With most of the leg work out of the way, we can get back to our original goal: listing tables. SQLite stores the schema of a database in a special table called sqlite_master. The schema for the sqlite_master table is as follows:

CREATE TABLE sqlite_schema(
  type text,
  name text,
  tbl_name text,
  rootpage integer,
  sql text
);

Theses columns are used as follows:

type: the type of the schema object. For tables, this will always be table.
name: the name of the schema object.
tbl_name: the name of the table the schema object is associated with. In the case of tables, this will be the same as name.
rootpage: root page of the table, we'll use it later to read the table's content.
sql: the SQL statement used to create the table.

Since our simple database only handles basic schemas for now, we can assume that the entire schema fits in the first page of our database file. In order to list the tables in the database, we'll need to:

initialize the pager with the database file
create a Scanner for the first page
iterate over the records, and print the value of the name field (at index 1) for each record.

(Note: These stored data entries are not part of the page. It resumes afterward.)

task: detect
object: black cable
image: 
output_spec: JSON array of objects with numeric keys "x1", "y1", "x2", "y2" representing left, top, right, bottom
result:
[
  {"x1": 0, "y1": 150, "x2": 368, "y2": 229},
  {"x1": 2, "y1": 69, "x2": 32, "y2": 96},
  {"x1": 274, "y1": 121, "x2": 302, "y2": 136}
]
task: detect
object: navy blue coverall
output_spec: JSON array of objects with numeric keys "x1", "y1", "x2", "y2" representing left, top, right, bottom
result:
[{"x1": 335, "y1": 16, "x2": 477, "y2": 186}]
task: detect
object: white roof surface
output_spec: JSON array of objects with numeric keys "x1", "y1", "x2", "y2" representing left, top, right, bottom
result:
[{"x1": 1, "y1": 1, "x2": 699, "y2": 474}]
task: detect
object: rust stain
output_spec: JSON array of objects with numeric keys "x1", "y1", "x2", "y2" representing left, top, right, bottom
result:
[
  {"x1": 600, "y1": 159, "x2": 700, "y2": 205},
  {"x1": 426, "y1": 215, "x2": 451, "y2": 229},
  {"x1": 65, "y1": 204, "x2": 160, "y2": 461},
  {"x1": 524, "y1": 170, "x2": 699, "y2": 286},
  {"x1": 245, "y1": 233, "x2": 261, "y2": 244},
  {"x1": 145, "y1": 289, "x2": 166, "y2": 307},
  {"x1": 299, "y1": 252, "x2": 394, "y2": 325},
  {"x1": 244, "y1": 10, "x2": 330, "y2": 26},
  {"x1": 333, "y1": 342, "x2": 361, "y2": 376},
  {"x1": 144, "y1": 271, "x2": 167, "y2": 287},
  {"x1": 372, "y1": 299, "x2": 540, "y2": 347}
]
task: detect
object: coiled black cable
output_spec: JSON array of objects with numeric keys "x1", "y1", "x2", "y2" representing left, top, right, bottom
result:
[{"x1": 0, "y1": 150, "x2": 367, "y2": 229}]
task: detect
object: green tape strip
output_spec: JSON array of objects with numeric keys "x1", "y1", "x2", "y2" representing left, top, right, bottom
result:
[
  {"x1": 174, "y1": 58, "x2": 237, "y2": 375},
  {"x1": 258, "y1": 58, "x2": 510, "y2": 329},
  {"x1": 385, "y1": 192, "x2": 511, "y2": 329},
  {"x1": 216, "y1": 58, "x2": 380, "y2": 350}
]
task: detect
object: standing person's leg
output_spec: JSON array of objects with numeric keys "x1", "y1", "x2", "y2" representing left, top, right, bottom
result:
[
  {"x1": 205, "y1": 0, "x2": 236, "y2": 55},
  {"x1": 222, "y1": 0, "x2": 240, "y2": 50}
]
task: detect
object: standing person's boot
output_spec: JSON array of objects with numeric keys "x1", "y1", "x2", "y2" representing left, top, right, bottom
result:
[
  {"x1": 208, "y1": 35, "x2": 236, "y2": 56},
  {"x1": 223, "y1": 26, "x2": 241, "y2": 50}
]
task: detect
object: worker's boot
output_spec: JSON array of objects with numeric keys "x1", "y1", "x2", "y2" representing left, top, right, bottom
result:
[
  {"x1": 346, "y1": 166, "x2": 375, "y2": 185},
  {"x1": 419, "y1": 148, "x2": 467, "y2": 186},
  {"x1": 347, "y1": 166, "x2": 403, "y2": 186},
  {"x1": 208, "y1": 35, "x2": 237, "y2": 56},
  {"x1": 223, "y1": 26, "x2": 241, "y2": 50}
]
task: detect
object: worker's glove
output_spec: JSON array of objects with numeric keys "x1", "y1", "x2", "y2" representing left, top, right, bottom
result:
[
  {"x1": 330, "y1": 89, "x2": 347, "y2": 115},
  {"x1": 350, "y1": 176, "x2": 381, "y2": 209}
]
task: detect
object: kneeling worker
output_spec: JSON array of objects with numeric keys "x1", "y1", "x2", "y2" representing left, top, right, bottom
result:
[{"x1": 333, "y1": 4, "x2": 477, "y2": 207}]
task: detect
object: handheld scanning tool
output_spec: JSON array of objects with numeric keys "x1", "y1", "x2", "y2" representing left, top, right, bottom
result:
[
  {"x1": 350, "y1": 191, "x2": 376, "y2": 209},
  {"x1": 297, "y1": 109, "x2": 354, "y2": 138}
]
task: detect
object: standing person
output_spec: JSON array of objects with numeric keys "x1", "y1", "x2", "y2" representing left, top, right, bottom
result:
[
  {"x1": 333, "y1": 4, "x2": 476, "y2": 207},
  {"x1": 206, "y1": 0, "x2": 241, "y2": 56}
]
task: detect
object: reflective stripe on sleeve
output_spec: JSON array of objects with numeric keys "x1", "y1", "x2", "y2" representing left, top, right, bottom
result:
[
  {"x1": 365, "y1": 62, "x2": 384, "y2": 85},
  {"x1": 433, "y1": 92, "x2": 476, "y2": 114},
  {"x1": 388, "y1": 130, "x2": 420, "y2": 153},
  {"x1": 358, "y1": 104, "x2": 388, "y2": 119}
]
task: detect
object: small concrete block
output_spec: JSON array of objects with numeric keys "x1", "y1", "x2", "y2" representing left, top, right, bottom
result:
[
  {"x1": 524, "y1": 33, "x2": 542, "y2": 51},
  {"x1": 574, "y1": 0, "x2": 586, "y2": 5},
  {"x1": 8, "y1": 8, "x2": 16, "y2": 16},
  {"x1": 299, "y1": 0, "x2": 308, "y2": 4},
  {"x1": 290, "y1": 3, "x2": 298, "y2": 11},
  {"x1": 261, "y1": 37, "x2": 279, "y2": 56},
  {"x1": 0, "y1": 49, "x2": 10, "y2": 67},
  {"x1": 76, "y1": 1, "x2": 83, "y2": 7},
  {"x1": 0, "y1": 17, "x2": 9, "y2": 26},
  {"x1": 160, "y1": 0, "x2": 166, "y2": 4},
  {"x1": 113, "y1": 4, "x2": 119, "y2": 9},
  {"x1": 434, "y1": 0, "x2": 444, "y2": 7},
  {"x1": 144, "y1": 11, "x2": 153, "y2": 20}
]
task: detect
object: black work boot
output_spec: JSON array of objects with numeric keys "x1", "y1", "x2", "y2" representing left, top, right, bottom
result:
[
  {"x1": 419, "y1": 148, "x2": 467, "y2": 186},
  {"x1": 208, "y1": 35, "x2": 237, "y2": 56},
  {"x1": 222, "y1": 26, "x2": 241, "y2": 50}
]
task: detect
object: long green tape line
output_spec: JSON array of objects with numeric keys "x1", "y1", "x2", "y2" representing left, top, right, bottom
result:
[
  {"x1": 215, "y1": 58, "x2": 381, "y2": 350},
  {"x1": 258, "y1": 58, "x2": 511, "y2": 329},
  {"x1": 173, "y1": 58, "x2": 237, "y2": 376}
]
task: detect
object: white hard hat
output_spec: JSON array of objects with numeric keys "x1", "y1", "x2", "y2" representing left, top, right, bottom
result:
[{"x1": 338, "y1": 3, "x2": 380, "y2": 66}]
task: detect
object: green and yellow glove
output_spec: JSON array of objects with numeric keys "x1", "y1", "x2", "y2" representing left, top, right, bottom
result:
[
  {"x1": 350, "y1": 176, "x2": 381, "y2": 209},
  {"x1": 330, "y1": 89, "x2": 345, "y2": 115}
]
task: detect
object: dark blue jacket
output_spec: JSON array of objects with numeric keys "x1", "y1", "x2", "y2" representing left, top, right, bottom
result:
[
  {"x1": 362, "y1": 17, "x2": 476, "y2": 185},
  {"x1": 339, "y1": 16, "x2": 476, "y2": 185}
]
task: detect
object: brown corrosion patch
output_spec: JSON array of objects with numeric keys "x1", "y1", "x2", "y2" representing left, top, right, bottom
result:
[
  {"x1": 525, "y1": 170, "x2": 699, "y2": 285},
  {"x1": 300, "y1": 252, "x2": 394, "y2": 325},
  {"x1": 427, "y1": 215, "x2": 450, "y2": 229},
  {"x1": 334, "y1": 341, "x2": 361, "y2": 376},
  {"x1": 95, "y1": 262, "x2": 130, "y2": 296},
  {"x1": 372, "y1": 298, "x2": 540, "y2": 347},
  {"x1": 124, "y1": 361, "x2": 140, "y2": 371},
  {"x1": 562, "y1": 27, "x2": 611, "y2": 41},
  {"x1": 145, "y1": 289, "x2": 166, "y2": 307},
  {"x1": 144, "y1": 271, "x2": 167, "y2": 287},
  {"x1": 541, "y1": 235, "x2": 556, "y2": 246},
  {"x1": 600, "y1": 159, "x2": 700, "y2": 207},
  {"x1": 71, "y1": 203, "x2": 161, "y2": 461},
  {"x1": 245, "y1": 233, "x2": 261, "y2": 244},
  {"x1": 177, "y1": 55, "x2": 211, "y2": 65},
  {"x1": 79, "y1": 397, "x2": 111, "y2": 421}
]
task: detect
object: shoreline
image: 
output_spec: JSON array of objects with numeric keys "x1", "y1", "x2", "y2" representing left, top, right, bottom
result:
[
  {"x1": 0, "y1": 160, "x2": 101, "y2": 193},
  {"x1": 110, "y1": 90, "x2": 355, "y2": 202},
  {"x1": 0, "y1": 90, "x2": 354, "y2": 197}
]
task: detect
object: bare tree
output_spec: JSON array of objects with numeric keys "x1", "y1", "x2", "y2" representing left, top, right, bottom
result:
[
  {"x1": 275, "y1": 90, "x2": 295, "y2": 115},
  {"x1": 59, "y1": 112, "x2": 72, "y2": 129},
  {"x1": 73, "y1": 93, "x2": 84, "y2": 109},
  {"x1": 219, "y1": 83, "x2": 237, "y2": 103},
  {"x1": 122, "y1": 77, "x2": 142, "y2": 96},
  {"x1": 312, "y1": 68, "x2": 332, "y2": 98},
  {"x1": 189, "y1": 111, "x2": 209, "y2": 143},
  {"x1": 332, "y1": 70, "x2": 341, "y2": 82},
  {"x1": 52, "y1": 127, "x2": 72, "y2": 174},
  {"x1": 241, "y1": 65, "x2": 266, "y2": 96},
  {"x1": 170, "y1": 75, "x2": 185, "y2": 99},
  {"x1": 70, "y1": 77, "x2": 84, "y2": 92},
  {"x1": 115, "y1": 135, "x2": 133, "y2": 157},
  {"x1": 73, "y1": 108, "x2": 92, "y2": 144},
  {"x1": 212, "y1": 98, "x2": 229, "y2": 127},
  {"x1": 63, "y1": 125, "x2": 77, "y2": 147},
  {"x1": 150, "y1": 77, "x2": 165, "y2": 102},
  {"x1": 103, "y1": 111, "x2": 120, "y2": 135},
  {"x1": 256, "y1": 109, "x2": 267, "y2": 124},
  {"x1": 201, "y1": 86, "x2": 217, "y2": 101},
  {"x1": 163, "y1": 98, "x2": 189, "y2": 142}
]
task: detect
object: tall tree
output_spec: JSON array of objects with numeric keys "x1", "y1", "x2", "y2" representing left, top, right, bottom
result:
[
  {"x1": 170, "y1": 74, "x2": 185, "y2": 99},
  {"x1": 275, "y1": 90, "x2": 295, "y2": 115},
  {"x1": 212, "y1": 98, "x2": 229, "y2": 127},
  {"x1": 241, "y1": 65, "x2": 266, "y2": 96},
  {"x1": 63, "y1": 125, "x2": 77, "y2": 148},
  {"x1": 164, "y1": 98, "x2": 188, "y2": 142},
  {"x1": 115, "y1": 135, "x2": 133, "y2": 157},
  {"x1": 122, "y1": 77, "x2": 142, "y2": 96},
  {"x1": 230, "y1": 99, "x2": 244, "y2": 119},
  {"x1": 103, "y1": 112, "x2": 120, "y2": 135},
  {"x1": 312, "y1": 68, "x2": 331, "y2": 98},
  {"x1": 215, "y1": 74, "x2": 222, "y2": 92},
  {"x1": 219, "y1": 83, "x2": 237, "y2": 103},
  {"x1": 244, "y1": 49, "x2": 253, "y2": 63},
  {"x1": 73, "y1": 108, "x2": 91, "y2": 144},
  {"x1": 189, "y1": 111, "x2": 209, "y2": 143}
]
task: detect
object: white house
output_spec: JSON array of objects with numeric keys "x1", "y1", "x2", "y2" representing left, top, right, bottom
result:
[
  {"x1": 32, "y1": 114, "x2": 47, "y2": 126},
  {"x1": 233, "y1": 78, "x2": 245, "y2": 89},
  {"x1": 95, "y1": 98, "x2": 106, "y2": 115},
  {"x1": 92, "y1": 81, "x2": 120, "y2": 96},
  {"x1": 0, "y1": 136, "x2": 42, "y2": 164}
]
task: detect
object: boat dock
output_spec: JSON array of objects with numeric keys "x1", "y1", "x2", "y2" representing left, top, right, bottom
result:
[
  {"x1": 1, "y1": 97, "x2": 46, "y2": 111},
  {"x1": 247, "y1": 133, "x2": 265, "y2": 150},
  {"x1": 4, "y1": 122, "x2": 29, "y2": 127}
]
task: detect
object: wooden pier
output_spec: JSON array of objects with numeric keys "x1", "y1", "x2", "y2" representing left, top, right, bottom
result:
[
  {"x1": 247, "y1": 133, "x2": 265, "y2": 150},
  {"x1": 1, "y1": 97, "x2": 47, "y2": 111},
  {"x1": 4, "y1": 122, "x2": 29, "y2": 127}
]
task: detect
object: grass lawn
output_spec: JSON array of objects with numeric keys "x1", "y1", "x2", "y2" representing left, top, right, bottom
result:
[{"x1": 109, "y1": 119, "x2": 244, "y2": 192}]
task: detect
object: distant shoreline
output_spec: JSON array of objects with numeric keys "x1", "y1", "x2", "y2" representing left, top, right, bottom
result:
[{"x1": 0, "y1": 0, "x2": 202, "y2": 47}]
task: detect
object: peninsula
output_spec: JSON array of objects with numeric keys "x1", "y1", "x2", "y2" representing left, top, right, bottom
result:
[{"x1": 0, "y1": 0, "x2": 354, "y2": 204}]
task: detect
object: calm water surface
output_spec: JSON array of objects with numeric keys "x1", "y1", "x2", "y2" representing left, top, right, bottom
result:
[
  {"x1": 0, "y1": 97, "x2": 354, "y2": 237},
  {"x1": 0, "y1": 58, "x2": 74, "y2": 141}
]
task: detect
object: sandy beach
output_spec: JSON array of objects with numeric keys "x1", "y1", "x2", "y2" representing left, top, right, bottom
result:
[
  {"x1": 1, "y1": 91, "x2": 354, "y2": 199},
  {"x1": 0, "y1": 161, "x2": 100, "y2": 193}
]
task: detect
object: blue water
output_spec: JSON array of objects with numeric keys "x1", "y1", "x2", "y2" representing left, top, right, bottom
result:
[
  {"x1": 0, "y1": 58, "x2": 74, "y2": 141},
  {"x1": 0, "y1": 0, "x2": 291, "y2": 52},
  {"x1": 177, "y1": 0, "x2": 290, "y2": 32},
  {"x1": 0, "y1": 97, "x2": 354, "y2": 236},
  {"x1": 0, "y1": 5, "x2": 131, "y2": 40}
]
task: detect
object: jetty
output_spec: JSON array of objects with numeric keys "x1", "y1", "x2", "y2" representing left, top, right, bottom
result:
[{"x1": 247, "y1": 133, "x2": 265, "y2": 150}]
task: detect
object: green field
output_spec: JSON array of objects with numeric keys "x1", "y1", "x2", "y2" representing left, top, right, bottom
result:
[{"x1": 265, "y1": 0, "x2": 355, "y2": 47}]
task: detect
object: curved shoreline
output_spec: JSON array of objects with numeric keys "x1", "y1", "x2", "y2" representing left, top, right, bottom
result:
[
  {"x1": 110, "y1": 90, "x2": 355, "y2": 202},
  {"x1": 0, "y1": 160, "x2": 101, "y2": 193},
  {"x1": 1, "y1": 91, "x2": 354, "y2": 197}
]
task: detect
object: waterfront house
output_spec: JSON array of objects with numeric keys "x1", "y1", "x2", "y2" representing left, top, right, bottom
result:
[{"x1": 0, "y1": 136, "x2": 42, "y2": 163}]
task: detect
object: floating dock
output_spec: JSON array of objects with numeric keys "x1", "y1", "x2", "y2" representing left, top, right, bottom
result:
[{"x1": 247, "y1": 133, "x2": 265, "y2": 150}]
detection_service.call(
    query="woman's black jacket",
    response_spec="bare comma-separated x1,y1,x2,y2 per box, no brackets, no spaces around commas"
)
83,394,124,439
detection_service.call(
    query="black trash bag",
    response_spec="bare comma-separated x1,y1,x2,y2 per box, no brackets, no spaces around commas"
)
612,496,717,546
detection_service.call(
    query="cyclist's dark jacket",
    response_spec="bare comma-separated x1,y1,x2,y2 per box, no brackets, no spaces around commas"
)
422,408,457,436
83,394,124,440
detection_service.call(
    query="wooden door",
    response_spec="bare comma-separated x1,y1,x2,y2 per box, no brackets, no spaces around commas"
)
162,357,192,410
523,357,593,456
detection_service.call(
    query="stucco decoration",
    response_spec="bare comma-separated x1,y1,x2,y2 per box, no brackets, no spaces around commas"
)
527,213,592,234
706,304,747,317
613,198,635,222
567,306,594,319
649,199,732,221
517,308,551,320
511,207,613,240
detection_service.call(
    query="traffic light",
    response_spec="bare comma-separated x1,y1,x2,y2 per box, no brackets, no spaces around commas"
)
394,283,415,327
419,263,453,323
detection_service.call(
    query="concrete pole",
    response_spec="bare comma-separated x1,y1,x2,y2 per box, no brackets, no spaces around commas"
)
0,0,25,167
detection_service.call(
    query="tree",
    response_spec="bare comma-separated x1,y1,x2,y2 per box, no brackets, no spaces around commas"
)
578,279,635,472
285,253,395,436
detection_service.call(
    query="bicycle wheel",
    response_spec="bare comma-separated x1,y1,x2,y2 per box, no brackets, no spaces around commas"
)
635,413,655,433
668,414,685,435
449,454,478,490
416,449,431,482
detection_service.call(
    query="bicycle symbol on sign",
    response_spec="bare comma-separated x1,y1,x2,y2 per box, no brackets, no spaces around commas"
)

First, we'll define a Db struct to hold our global state:

// src/db.rs
use std::{io::Read, path::Path};

use anyhow::Context;

use crate::{cursor::Scanner, page::DbHeader, pager, pager::Pager};

pub struct Db {
    pub header: DbHeader,
    pager: Pager,
}

impl Db {
    pub fn from_file(filename: impl AsRef<Path>) -> anyhow::Result<Db> {
        let mut file = std::fs::File::open(filename.as_ref()).context("open db file")?;

        let mut header_buffer = [0; pager::HEADER_SIZE];
        file.read_exact(&mut header_buffer)
            .context("read db header")?;

        let header = pager::parse_header(&header_buffer).context("parse db header")?;

        let pager = Pager::new(file, header.page_size as usize);

        Ok(Db { header, pager })
    }

    pub fn scanner(&mut self, page: usize) -> Scanner {
        Scanner::new(&mut self.pager, page)
    }
}

The implementation of a basic REPL supporting the tables and tables commands is straightforward:

use std::io::{stdin, BufRead, Write};

use anyhow::Context;

mod cursor;
mod db;
mod page;
mod pager;
mod value;

fn main() -> anyhow::Result<()> {
    let database = db::Db::from_file(std::env::args().nth(1).context("missing db file")?)?;
    cli(database)
}

fn cli(mut db: db::Db) -> anyhow::Result<()> {
    print_flushed("rqlite> ")?;

    let mut line_buffer = String::new();

    while stdin().lock().read_line(&mut line_buffer).is_ok() {
        match line_buffer.trim() {
            ".exit" => break,
            ".tables" => display_tables(&mut db)?,
            _ => {
                println!("Unrecognized command '{}'", line_buffer.trim());
            }
        }

        print_flushed("\nrqlite> ")?;

        line_buffer.clear();
    }

    Ok(())
}

fn display_tables(db: &mut db::Db) -> anyhow::Result<()> {
    let mut scanner = db.scanner(1);

    while let Some(Ok(mut record)) = scanner.next_record() {
        let type_value = record
            .field(0)
            .context("missing type field")
            .context("invalid type field")?;

        if type_value.as_str() == Some("table") {
            let name_value = record
                .field(1)
                .context("missing name field")
                .context("invalid name field")?;

            print!("{} ", name_value.as_str().unwrap());
        }
    }

    Ok(())
}

fn print_flushed(s: &str) -> anyhow::Result<()> {
    print!("{}", s);
    std::io::stdout().flush().context("flush stdout")
}

Conclusion

The first part of our SQLite-compatible database is now complete. We can read the database header, parse table btree-leaf pages and decode records, but we still have a long way to go before we can support rich queries. In the next part, we'll learn how to parse the SQL language and make our first strides towards implementing the SELECT statement!